Edward A. Tenthoff - Piper Jaffray Companies, Research Division

That makes a lot of sense. And if I may, just one quick one for B.J. Did you say, B.J., that the $1 million milestone from RTI would be recognized in the first quarter then? Or how is that kind of coming in?

William Lehmann

Yes, essentially, there are a total of 2 million milestones that'll be paid in 2012 from RTI, and there's some additional technical support payments. And from a financial perspective, we're recognizing that over the fourth quarter essentially. There was a small amount that was recognized in the third quarter, but the lion's share of it will be recognized over the fourth quarter.

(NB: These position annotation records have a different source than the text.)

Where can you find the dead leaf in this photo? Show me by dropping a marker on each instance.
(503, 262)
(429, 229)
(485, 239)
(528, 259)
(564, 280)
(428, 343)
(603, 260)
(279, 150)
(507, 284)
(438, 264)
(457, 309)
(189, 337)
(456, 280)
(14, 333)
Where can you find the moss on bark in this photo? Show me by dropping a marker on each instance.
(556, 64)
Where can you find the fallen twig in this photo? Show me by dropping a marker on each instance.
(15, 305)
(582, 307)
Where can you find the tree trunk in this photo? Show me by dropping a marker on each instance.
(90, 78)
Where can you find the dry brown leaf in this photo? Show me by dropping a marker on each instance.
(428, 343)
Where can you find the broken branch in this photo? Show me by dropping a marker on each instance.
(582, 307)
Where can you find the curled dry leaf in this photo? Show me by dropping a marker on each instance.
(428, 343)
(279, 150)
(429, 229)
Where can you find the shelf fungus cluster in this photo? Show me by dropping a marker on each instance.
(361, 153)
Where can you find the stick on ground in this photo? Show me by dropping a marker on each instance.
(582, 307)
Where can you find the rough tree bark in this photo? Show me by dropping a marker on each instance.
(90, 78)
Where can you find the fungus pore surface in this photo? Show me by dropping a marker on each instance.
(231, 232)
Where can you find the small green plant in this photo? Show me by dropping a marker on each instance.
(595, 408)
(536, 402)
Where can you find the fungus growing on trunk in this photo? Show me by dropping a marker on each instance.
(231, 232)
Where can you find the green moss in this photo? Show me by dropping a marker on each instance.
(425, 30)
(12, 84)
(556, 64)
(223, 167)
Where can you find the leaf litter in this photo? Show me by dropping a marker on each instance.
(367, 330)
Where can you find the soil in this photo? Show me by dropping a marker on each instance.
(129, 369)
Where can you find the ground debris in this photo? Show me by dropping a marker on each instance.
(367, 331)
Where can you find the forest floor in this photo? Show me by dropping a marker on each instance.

Edward A. Tenthoff - Piper Jaffray Companies, Research Division

So most of the $2 million in the fourth quarter?

William Lehmann

Yes, $2 million plus in the fourth quarter, yes. Essentially, it was straight line over that period of time according to what our auditors thought was the right way to recognize revenue.

Operator

[Operator Instructions] We have no further questions at this time. I'll turn the call back to the presenters.

Gil Van Bokkelen

Well, I'd like to just say thanks, everyone, for listening and participating in today's call. With our ongoing clinical trials and preclinical programs and additional opportunities for partnership, we remain very excited about the future, and we're working hard to build significant value for our shareholders. And we appreciate your continued support. Thanks very much.

Operator

This concludes today's conference call. You may now disconnect.